The fire was started in the early morning hours. The fire inspector opined that it was set deliberately.
A neighbor testified that he saw defendant in the front door of the mobile home as the fire burned; and that, when defendant saw the neighbor, he ran out the back of the mobile home. A fireman testified that defendant repeatedly asked if the fire was "arson." At the scene, defendant told the firemen that he was sleeping when the fire broke out. Testifying at trial, defendant admitted that he lied to the firemen; that, indeed, he was awake when the fire started.
"A person commits arson in the first degree when by means of fire or explosives he knowingly damages 'any dwelling house of another without his consent . . .' Code Ann. 26-1401 [now OCGA 16-7-60
]. . . . The offense is committed whether the dwelling house is occupied, unoccupied, or vacant and whether the premises are the property of the defendant or of another. Lawful occupancy by one in charge constitutes ownership as contemplated by the statute, and the question of legal title is not involved. [Cits.]" Tukes v. State, 125 Ga.
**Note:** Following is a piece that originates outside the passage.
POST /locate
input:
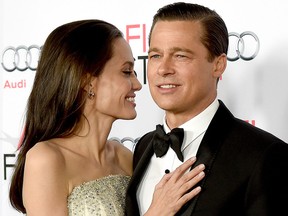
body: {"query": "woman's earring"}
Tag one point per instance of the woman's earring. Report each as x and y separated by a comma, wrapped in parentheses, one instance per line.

App. 831 (189 SE2d 135)
In the case sub judice, we find the circumstantial evidence sufficient to enable any rational trier of fact to find defendant guilty of knowingly damaging the dwelling of Lucille Brown by means of fire without her consent. See Metts v. State, 162 Ga. App. 641 (1) (291 SE2d 405)
2. Defendant contends the trial court erred in failing to assign him an appointed attorney because he was indigent. Inasmuch as defendant was ably represented by counsel at trial, we fail to see how defendant was harmed by the failure to appoint an attorney to represent him. This contention is without merit.
William G. Hamrick, Jr., District Attorney, Agnes T. McCabe, Assistant District Attorney, for appellee.